Soal kehilangan dinilai merupakan fungsi dan kewenangan kepolisian karena itu harus ada surat dari kepolisian, tanpa mengkaji lebih dalam apa yang dilakukan polisi dalam verifikasi kehilangan tersebut.
Bisa juga dilihat surat kehilangan dari polisi itu pada dasarnya memberi rasa aman (kenyamanan) pada produsen (dalam kasus di atas Bank BNI). Dengan adanya surat resmi dari instansi resmi urusan kemanan (polisi), maka tanggungjawab berikutnya, bila kemudian ada masalah, bukan pada BNI, tapi pada polisi. Jadi BNI lebih memikirkan (berorientasi) kemudahan dan kenyaman dirinya, bukan pelanggan.
Penerapan pada Organisasi Publik
Seperti dikatakan di atas, pola kerja dan pola pikir seperti diperlihatkan BNI tadi sagat lumrah di dunia birokrasi. Secara alamiah birokrasi sangat mudah terdorong pada perilaku bureaucracy oriented karena mereka diberi kewenangan memaksa, baik oleh undang-undang mupun berdasarkan konsep akademik.
Masalahnya sekarang bagaimana kita merubah pola pikir dan pola kerja bereaucracy oriented itu menjadi customer (public) focus?
Secara konseptual customer focus (karena itu dalam organisasi publik kita sebut saja public focus) sangat mudah. Birokrasi tinggal meniru bagaimana organisasi swasta yang sukses menerapkan prinsip CF.
Pertama, birokrasi harus mengembangkan unit organisasi dan proses-proses yang berfungsi memahami dinamika kebutuhan dan keinginan pelanggan.
Kedua, membenahi data basis beserta interkoneksi data antar instansi, karena seperti terlihat dalam kasus perubahan nomor Hp dan pelayanan paspor di atas, memberi kemudahan pada pelanggan pasti merepotkan produsen dalam membenahi data dasar beserta interkoneksinya.

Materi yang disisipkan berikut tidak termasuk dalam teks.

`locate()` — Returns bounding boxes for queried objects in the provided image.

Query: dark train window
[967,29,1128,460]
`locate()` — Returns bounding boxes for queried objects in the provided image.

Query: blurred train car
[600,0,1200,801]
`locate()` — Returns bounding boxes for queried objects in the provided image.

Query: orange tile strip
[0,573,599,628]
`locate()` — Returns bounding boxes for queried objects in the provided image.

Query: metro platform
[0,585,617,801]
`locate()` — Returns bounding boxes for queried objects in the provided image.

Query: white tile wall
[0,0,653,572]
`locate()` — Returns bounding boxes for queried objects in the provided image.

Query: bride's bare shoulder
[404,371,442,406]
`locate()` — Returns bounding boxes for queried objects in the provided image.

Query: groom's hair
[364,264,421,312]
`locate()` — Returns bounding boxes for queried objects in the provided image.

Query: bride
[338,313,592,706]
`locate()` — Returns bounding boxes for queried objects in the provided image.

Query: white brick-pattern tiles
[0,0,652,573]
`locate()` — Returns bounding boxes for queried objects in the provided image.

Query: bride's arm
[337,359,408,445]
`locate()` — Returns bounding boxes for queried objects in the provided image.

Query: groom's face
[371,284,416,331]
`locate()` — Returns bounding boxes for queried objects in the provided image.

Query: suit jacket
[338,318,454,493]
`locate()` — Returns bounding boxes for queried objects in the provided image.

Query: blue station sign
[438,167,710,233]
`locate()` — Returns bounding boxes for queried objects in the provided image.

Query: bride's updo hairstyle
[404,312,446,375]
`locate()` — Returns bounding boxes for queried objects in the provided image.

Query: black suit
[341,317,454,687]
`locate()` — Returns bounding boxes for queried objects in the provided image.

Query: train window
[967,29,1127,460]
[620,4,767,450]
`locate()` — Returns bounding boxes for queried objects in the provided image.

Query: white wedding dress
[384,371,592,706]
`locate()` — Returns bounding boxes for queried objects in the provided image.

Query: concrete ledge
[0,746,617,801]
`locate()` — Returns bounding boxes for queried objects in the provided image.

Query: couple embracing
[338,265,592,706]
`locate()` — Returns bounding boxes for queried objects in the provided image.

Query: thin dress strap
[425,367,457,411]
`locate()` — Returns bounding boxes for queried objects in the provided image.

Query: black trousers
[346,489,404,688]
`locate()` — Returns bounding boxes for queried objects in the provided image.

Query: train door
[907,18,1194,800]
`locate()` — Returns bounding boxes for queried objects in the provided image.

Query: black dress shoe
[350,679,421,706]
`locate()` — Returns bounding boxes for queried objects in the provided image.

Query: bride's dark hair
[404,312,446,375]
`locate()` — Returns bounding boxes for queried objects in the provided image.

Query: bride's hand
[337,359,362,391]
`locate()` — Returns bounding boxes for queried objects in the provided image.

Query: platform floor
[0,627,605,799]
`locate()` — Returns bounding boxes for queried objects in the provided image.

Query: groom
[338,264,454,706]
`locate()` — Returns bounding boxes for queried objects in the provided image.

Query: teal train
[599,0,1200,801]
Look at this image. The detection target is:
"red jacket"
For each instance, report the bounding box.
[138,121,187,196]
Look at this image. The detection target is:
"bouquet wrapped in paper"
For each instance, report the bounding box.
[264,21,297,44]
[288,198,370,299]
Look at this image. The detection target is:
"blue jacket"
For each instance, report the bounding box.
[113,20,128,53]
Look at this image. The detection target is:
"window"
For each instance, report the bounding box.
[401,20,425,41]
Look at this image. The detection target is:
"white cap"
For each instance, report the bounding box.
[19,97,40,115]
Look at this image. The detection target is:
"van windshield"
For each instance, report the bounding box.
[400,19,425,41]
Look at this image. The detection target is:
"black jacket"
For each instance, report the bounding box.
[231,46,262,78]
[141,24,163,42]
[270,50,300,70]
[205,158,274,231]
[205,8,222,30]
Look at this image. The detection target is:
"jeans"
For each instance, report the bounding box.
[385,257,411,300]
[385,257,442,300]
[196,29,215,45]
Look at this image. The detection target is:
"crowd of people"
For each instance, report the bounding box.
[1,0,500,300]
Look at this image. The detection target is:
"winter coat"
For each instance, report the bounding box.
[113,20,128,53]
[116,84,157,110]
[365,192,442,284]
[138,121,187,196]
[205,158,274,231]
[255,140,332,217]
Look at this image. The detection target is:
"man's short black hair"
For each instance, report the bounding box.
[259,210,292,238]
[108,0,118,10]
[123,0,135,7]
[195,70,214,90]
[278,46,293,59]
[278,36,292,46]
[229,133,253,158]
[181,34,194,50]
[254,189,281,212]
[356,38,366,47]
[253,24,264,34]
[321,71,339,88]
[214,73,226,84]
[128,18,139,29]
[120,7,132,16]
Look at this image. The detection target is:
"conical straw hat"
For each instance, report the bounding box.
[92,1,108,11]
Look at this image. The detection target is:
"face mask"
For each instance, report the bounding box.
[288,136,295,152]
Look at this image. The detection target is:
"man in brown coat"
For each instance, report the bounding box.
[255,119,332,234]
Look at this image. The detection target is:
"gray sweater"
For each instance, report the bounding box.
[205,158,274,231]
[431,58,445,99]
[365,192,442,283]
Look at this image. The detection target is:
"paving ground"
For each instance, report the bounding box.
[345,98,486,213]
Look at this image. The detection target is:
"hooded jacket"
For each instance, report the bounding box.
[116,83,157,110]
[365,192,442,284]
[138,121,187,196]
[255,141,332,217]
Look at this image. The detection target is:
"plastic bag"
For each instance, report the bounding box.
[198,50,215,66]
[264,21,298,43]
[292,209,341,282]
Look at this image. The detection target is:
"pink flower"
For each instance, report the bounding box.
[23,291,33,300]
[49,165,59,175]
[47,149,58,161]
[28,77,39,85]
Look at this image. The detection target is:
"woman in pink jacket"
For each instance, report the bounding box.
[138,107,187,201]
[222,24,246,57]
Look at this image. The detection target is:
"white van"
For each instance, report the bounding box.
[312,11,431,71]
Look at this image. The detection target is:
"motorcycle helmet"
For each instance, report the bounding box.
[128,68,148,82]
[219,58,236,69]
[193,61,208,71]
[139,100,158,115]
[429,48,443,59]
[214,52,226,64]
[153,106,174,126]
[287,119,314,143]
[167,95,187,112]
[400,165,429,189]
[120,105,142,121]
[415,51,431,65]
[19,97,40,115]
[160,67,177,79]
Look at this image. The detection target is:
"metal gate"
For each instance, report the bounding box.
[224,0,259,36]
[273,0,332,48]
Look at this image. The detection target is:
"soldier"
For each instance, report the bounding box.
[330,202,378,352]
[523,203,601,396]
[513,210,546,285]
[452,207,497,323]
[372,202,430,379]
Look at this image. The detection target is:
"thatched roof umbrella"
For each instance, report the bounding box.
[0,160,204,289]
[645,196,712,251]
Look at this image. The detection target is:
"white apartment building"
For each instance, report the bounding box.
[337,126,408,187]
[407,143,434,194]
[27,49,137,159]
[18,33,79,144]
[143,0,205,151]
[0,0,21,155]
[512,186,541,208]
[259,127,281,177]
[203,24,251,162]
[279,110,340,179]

Tanpa data dasar yang kuat dan interkoneksi antar lembaga yang solid, maka kerumitan verifikasi mau-tidak mau dibebankan pada pelanggan (publik).
Ketiga, mengembangkan sistem yang mengintegrasikan semua layanan publik sehingga data-data yang tersebar dalam berbagai instansi bisa dikoneksikan satu sama lain, serta unit organisasi dan proses yang terkait langsung dengan produksi (layanan) bisa dipastikan memberi layanan yang sesuai dengan kebutuhan dan keinginan pelanggan
Masalahnya ketiga hal di atas tidak akan berjalan baik bila tidak didukung oleh langkah ke-empat, yaitu sumber daya manusia berpola pikir public focus.
Sebab, tiga hal yang secara konseptual mudah itu, sulit diterapkan dalam organisasi publik karena mentalitas production/bureaucracy oriented, oleh banyak sebab, sudah menghujam dalam di benak para pegawai publik.
Rekomendasi umum yang bisa diberikan untuk perubahan radikal dari bureaucracy oriented pada public focus itu, belajar dari pengalaman dunia swasta dan banyak literatur manajemen perubahan adalah: harus dilakukan secara total (tidak parsial) dan diorkestrasi oleh manajemen puncak yang paham, berkomitmen tinggi, dan persisten.